There's a feminine product here that has followed its American cousin in using a new advertising tagline: "Have a happy period."

It could only have been dreamt up by a male advertising guy. Because if he were to bleed from his penis for a week, he'd understand that there's nothing happy about periods. You cramp, you bloat and you bloody *bleed*. I bloat so bad even my fingers swell and I can't wear anything that requires doing up buttons or a zip at the back because the bunch of bananas that my hands have become can't manage them. Not a happy camper at all.

Never trifle with a menstruating woman. She can bleed for a week and still not die.

Wednesday, September 09, 2009

Getting into a good book


Was cruising the library shelves under C for Artemis Fowl books (Eoin Colfer) but he wasn't on the shelf so I ended up with JM Coetzee, Diary of a Bad Year. And it turned out to be the most amazingly structured book I've ever read, possibly outshining Salman Rushdie's Satanic Verses.

You've got an author writing a serious essay, who gets the pretty girl upstairs to type it for him, and her boyfriend's suspicion over her new pastime. Three narratives going on concurrently, down the page. I don't know whether to read down the page and jump from one narrative to another or to read one narrative straight through to the end and then go back to the beginning of the book for another.

I am going to have so much pleasure reading this book, and I know I'll read it more than once, and in different ways.

Thursday, September 03, 2009

Dumbing down

One of the things I got to do with four days at home was to watchTV, which included a lot of quiz shows. Does anyone remember Magnus Magnusson in Mastermind? Now, that was a real quiz show. I can't remember how much it paid out, but the point wasn't really winning money but the laurel wreath of being really, really smart.

As opposed to the winners in Are You Smarter Than a Fifth Grader now on TV. You could win a million dollars by knowing the answers to the stuff you were *supposed to know* when you were 10 years old. It must be why we've gotten collectively stupider over the years, when you could win a million bucks for knowing what the measurement oz stands for instead of boning up to be quizzed on say, sexual politics and power play in Shakespeare's tragedies. Or string theory. Or the periodic table. What's the point of being learning so much nowadays when popular TV has taught you that it doesn't really pay?

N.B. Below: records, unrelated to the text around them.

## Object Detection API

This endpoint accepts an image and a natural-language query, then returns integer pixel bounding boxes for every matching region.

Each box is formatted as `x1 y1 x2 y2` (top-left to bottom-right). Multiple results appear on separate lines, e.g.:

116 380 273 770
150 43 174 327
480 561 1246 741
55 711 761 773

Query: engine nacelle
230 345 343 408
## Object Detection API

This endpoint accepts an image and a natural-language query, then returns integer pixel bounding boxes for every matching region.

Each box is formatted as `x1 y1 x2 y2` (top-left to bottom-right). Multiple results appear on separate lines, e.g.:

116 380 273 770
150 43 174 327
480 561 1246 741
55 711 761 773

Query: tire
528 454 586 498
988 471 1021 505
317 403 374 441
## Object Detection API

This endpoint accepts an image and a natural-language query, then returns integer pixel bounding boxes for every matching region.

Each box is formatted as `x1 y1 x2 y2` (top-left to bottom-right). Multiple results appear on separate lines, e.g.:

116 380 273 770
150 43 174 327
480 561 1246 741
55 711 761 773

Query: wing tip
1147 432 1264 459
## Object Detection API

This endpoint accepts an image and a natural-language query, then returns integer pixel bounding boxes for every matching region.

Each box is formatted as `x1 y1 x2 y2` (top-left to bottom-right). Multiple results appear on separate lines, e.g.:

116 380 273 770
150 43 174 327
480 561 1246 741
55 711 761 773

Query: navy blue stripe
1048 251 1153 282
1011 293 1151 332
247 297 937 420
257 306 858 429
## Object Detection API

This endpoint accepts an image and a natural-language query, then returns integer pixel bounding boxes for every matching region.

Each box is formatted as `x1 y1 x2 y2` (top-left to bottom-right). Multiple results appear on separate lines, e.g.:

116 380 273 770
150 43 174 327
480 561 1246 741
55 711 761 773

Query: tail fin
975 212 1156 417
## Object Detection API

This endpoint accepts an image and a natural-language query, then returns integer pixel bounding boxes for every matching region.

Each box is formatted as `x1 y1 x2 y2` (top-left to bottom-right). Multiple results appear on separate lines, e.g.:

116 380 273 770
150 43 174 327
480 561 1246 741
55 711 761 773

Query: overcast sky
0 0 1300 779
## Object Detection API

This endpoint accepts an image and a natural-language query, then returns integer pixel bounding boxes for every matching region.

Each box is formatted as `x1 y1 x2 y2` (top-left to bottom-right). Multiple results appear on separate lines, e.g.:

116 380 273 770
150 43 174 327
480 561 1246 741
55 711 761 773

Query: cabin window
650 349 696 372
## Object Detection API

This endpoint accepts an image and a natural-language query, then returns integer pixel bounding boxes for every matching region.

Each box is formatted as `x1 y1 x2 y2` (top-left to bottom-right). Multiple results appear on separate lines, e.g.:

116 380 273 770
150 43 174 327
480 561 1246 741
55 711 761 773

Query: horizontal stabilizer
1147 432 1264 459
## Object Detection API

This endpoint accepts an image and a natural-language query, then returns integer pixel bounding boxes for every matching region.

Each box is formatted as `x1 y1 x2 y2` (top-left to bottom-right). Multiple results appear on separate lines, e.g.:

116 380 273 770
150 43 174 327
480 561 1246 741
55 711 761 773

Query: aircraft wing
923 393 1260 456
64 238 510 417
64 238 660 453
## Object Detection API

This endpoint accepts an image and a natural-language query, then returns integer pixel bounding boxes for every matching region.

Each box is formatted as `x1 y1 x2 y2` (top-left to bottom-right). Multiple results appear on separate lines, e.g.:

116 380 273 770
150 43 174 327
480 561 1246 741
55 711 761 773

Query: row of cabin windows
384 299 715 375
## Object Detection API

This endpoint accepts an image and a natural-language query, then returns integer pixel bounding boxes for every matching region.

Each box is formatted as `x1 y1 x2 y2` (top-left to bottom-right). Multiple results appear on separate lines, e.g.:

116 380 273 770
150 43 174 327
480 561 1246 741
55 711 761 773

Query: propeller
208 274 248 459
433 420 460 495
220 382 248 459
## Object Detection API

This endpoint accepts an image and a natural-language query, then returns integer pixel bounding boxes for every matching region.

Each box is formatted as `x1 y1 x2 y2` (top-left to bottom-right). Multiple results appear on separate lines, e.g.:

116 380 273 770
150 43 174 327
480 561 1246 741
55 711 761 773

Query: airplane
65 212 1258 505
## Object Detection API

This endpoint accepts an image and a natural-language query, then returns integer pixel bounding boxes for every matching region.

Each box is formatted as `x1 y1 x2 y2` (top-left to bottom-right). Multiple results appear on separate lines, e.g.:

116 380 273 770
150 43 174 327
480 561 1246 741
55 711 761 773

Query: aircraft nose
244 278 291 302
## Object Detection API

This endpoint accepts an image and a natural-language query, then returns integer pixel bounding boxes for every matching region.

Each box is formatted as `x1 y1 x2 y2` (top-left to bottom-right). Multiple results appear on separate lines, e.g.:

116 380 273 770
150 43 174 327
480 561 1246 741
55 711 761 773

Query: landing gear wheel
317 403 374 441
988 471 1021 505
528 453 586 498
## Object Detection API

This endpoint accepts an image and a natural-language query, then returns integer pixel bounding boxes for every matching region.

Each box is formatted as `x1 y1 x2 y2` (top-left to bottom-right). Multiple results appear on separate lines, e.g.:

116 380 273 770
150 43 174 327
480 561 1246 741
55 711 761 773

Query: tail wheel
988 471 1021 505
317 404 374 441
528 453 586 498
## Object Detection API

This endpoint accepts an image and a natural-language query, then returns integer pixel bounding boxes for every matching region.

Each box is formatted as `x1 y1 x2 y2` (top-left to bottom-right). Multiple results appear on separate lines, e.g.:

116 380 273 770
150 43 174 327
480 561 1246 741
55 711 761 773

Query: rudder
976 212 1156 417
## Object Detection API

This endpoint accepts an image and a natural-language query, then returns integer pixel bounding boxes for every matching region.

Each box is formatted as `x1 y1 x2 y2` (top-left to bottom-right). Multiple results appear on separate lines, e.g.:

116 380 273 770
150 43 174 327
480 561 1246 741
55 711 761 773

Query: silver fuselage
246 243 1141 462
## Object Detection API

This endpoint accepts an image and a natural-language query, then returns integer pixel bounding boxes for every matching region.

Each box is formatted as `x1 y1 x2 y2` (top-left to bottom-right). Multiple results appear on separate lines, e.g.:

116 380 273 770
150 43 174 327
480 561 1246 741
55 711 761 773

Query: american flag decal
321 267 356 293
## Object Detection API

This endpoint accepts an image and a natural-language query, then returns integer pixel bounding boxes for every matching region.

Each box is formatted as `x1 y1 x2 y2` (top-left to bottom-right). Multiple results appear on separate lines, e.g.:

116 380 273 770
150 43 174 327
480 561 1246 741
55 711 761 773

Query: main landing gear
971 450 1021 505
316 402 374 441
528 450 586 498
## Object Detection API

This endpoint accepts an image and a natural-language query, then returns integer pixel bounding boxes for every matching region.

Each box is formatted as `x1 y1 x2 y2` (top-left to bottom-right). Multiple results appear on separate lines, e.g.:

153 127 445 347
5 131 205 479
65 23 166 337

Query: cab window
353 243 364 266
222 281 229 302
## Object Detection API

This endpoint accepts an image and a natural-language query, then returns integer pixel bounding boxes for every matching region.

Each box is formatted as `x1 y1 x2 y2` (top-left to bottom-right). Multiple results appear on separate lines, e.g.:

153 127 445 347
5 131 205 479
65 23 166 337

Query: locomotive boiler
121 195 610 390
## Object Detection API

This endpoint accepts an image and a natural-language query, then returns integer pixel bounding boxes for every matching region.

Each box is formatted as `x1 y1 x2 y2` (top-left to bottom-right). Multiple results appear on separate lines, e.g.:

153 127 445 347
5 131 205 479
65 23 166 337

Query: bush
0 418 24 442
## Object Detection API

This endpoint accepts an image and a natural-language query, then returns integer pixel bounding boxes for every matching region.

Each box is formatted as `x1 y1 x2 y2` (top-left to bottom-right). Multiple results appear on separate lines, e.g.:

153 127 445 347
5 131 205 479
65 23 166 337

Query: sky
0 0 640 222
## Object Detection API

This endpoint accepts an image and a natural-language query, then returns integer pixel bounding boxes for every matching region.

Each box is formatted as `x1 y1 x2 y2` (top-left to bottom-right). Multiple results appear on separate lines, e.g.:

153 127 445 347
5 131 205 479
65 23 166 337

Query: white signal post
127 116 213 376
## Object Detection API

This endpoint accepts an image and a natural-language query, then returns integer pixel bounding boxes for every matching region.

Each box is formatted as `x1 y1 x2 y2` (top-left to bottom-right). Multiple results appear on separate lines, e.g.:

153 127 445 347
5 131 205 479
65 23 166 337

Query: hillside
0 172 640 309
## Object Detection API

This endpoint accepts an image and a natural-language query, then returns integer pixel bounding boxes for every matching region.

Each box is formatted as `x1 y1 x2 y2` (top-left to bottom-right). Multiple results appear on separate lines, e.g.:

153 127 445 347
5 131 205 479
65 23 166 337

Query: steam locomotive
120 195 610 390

Wednesday, September 02, 2009

No place like home

I had worked enough public holidays and Sundays to accumulate enough off days for a long four-day weekend. Much of it was spent with a dog on my lap. This, I discovered, was an automatic effect. For instance, the deck chair came with a self-regulating furry seat-belt. The minute you sat down on it, a furry seat-belt will instantly drape itself lovingly and protectively across your lap. How you want to remove your seat-belt so as to get up to get another cup of tea is a different matter altogether.

I don't spend enough evenings at home watching the sunset. I think having a dog on your lap actually helps the sun go down a little better, even if the sun can do it on its own without any help on your part.

I also organised the music in my iTunes, and have rearranged a new folder named Tenors. Which made me realise something -- why does Italian sound so magnificent when sung? I don't even mean the Puccini and the Verdi arias, but the fact that Il Divo's Unbreak My Heart sounds a whole lot more resounding in Italian than the original Toni Braxton English version. Same with Paul Potts' Memory, Lloyd Webber's English version from Cats didn't have the oomph that the Italian version did, as beautiful as it was.

The other realisation was that I have 4 or 5 different versions of Ave Maria. For some reason, every tenor who records a CD feels that he must include it, and always the Schubert version. Why?